Adiponectin attenuates allergen-induced airway inflammation and hyperresponsiveness in mice

Background: Epidemiologic data indicate an increased incidence of asthma in the obese. Objective: Because serum levels of the insulin-sensitizing and anti-inflammatory adipokine adiponectin are reduced in obese individuals, we sought to determine whether exogenous adiponectin can attenuate allergic airway responses. Methods: We sensitized and challenged BALB/cJ mice with ovalbumin (OVA). Alzet micro-osmotic pumps were implanted in the mice to deliver continuous infusions of buffer or adiponectin (1.0 μg/g/d), which resulted in an approximate 60% increase in serum adiponectin levels. Two days later, mice were challenged with aerosolized saline or OVA once per day for 3 days. Mice were examined 24 hours after the last challenge.
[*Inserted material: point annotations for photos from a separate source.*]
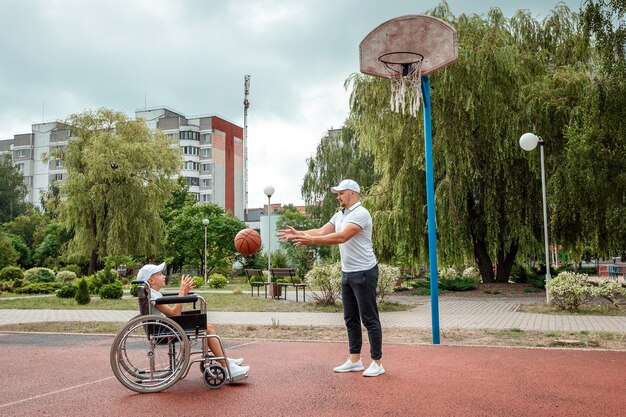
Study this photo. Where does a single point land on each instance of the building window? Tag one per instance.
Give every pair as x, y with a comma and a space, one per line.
190, 150
188, 135
191, 181
191, 165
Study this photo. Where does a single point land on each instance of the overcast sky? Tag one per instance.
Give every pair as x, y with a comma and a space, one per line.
60, 57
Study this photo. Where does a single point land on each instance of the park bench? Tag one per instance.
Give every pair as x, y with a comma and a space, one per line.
289, 273
256, 284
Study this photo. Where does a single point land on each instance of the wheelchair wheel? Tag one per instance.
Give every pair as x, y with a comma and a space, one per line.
214, 375
150, 354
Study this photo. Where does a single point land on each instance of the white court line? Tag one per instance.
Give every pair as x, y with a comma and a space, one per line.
244, 344
54, 392
89, 383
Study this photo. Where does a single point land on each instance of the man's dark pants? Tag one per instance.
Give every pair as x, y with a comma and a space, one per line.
358, 292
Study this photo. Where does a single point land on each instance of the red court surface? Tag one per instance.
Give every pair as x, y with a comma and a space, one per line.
65, 375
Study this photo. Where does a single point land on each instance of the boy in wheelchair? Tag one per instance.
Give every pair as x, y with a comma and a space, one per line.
153, 275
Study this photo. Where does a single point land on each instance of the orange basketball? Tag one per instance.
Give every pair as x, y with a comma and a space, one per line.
248, 242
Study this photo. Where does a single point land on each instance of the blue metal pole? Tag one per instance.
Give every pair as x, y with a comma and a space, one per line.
430, 201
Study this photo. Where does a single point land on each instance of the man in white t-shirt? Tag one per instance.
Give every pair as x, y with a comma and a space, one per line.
351, 229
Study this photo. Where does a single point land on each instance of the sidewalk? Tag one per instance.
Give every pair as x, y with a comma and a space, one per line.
453, 314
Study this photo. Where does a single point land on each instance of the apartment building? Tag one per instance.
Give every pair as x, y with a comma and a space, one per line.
211, 149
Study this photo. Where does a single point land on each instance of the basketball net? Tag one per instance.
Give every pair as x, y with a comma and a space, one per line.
406, 91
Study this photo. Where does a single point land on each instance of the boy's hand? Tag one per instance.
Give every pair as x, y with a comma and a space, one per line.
186, 285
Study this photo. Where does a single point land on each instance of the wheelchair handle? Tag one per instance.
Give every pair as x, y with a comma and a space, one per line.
176, 299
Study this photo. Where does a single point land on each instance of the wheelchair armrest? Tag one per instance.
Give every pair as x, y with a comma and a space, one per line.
174, 294
176, 299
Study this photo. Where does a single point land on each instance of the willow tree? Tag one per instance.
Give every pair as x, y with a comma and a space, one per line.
589, 188
487, 193
119, 178
338, 156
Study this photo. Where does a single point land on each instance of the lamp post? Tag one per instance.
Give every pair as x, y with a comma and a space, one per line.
528, 142
205, 222
269, 191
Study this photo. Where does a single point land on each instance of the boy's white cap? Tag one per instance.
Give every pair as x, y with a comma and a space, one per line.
346, 185
148, 270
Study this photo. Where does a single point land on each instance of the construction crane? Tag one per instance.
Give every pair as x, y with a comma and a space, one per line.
246, 104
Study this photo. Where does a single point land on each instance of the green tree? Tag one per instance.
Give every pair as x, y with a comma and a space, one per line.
49, 251
119, 178
185, 236
486, 205
8, 254
30, 226
338, 156
25, 258
12, 190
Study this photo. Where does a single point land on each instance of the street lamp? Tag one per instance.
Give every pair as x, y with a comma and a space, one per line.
528, 142
205, 222
269, 191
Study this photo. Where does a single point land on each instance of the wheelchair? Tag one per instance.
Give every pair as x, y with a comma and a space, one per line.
152, 352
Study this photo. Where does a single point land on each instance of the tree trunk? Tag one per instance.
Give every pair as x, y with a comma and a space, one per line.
93, 259
483, 260
505, 262
476, 227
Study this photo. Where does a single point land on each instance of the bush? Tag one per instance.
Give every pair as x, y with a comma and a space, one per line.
198, 281
74, 268
453, 280
107, 275
113, 291
255, 278
534, 279
11, 273
173, 279
569, 290
68, 291
217, 281
6, 286
387, 276
36, 275
519, 274
612, 291
66, 276
38, 288
82, 294
326, 277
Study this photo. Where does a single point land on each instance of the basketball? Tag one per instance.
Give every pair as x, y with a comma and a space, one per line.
248, 242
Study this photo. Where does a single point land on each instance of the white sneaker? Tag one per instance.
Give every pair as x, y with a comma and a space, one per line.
374, 370
236, 370
350, 366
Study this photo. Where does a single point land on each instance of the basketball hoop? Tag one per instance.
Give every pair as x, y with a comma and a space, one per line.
405, 73
403, 50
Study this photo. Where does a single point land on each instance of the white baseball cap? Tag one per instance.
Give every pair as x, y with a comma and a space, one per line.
346, 185
148, 270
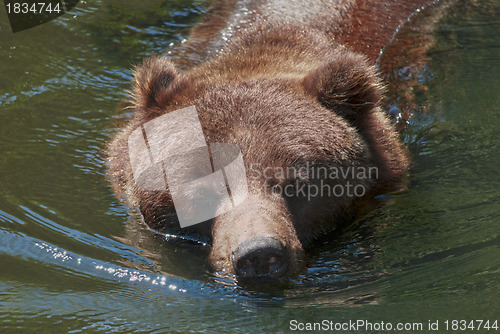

Results: OVA challenge increased airway responsiveness to intravenous methacholine, bronchoalveolar lavage fluid cells, and T _H2 cytokine levels. Importantly, each of these responses to OVA was reduced in adiponectin- versus buffer-treated mice. OVA challenge caused a 30% reduction in serum adiponectin levels and a corresponding decrease in adipose tissue adiponectin mRNA expression. OVA challenge also decreased pulmonary mRNA expression of each of 3 proposed adiponectin-binding proteins, adiponectin receptor 1, adiponectin receptor 2, and T-cadherin. Conclusion: Our results indicate that serum adiponectin is reduced during pulmonary allergic reactions and that adiponectin attenuates allergic airway inflammation and airway hyperresponsiveness in mice. Clinical implications: The data suggest that adiponectin might play a role in the relationship between obesity and asthma.